Der Erstkontakt zwischen Nutzer und Ready Talk V2 ist positiv. Das Gehäuse ist sehr wertig verarbeitet - sogar ein wenig besser als das des teureren Schwestermodells. Obgleich auf dem Ready Talk V2 eine ältere Softwareversion werkelt, geht die Bedienung zügig von der Hand. Im Vergleich zum Ready 50 reagiert es jedoch ein wenig träger auf Eingaben.

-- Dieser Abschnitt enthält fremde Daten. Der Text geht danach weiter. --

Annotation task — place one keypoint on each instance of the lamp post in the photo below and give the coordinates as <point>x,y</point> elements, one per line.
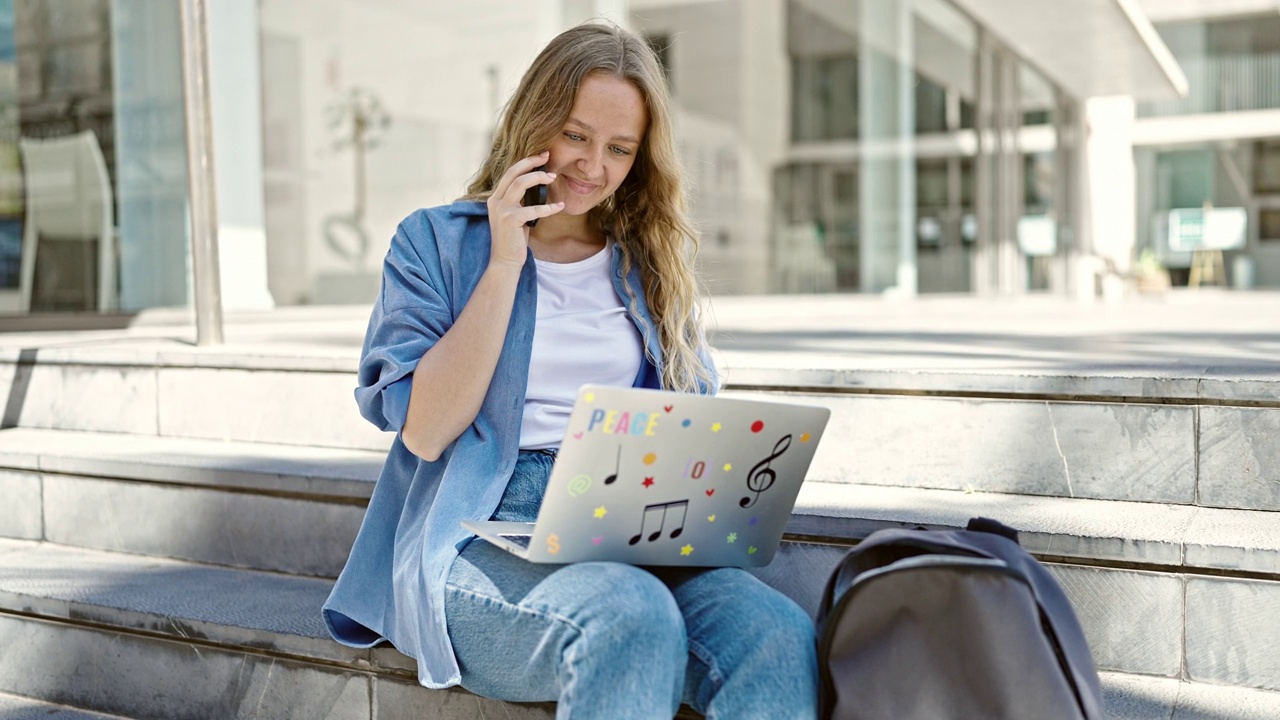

Eine praktische Funktion ist die Sprachsteuerung, mit der sich - ein wenig Übung vorausgesetzt - Ziele zuverlässig per Sprachbefehl eingeben lassen. Und wer keine Freisprecheinrichtung im Auto hat, kann sein Bluetooth-Handy mit dem Ready Talk V2 koppeln und über dessen Lautsprecher plaudern - im Test klappte dies ganz ordentlich.

Eine Frage des Blickwinkels

Hat man das Ziel per Sprachbefehl oder manuell erfolgreich eingegeben, findet man sich auf der Kartenansicht wieder. Diese ist - je nach Situation - mal mehr, mal weniger übersichtlich. Gut ist die Darstellung dann, wenn man außerorts fernab von Abzweigungen oder Abbiegungen unterwegs ist. Unübersichtlich wird's auf Stadtautobahnen: Hier versperren Signposts, Fahrspurassistent und diverse Infofelder die Sicht hin und wieder so stark, dass man die vorausliegende Abzweigung nicht mehr erkennen kann. Becker sollte seinen Softwarelieferanten iGo endlich in die Pflicht nehmen und nachbessern lassen. Auch der Blickwinkel auf die Karte ist in der 3-D-Ansicht nicht immer gelungen: teilweise ist er zu steil oder - speziell bei hügeligem Gelände - zu flach, was die Sicht in beiden Fällen einschränkt.

Diese Schwächen verzeiht man dem Ready Talk V2 jedoch, da die Qualität der Routen durch die Bank überzeugt und die zeitlich gut gesetzten Sprachansagen den Fahrer zuverlässig ans Ziel bringen, ohne dass der oft auf das überfrachtetet Display schauen muss.